The Queer (Spatial) Economies of 'The Lavender Hill Mob'
Hornsey, R. (2008) The Queer (Spatial) Economies of 'The Lavender Hill Mob'. Journal of British Cinema and Television, 5 (1). pp. 38-52. ISSN 1743-4521.
Publisher's URL: http://dx.doi.org/10.3366/E1743452108000058
This essay provides a new reading of the popular Ealing comedy 'The Lavender Hill Mob' (Charles Crichton, 1951) by rethinking its relationship to wider cultural developments in Britain at the time of its release. The immediate post-war period was marked by an investment in town planning ideologies as a means to repair the devastation of the Blitz and to build a more cohesive social order through the reformation of the built environment.
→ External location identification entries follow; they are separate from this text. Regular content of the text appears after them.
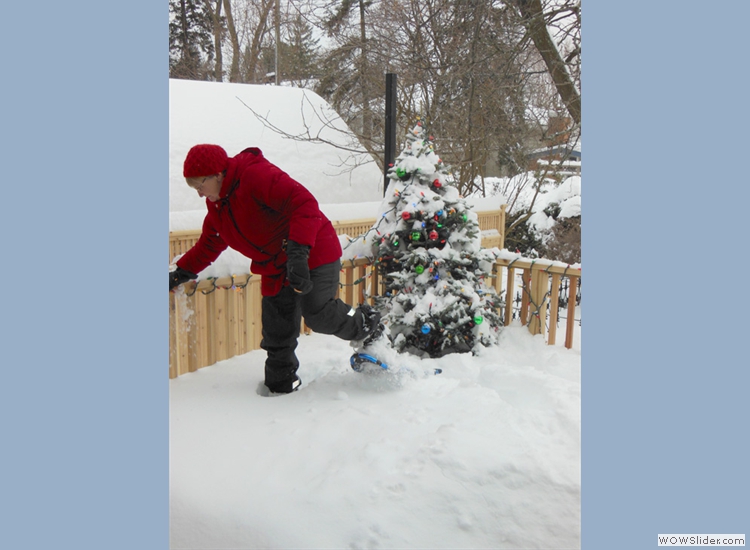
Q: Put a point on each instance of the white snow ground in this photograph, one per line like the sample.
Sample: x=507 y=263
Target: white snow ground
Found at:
x=484 y=455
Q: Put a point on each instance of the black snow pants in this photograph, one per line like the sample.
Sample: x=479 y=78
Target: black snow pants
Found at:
x=323 y=312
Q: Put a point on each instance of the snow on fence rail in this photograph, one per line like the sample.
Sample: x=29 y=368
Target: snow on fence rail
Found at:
x=217 y=319
x=491 y=223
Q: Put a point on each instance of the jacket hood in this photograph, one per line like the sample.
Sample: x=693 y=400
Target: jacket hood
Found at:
x=236 y=165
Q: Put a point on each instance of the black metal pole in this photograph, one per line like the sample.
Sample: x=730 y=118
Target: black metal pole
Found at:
x=390 y=125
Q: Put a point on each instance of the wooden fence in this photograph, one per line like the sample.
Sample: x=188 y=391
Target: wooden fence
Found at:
x=492 y=222
x=217 y=319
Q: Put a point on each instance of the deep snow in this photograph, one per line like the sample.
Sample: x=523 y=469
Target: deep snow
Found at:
x=484 y=455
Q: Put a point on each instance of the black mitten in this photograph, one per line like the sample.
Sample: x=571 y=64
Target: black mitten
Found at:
x=179 y=276
x=297 y=270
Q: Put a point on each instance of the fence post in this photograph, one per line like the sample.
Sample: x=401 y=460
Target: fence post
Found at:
x=539 y=285
x=571 y=311
x=390 y=126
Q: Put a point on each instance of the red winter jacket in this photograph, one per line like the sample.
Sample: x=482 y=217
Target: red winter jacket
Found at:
x=260 y=207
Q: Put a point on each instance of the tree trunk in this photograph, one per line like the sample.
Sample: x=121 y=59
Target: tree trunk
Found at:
x=216 y=18
x=260 y=31
x=533 y=17
x=234 y=71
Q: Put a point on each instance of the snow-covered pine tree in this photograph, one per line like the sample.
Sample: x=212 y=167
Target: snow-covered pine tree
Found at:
x=428 y=249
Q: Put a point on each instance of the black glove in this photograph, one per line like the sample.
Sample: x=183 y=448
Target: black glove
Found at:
x=179 y=276
x=297 y=270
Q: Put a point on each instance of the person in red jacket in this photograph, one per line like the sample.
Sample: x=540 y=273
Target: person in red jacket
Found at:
x=257 y=209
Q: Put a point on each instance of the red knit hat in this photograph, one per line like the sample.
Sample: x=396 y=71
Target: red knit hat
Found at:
x=205 y=160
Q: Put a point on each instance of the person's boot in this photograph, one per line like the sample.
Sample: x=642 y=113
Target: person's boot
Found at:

During the reconstruction, various pedagogical initiatives sought to infuse an idea of national citizenship within a certain mode of inhabiting, moving through and reading urban space. The early-1950s were also marked by a sudden press attention to the problems of ‘male vice’ in London and, in particular, the way queer men had their own illicit urban choreographies and ways of engaging with the city. Such queer geographies were vilified for their anti-social nature and demonised as an attack on the normative spatial dynamics being propagated elsewhere. This essay argues that 'The Lavender Hill Mob' offered a sly celebration of precisely those illicit queer geographies that were becoming problematic at the time of its release. Not only is the film deeply queer in both its characterisations and its manner, but its central narrative revolves around a displaced articulation of the ‘crime’ of homosexuality as it was being imagined in the early-1950s. Through this, the film invites its audience to participate in a range of queer engagements with the city, not as a source of social anxiety but one of comedic delight.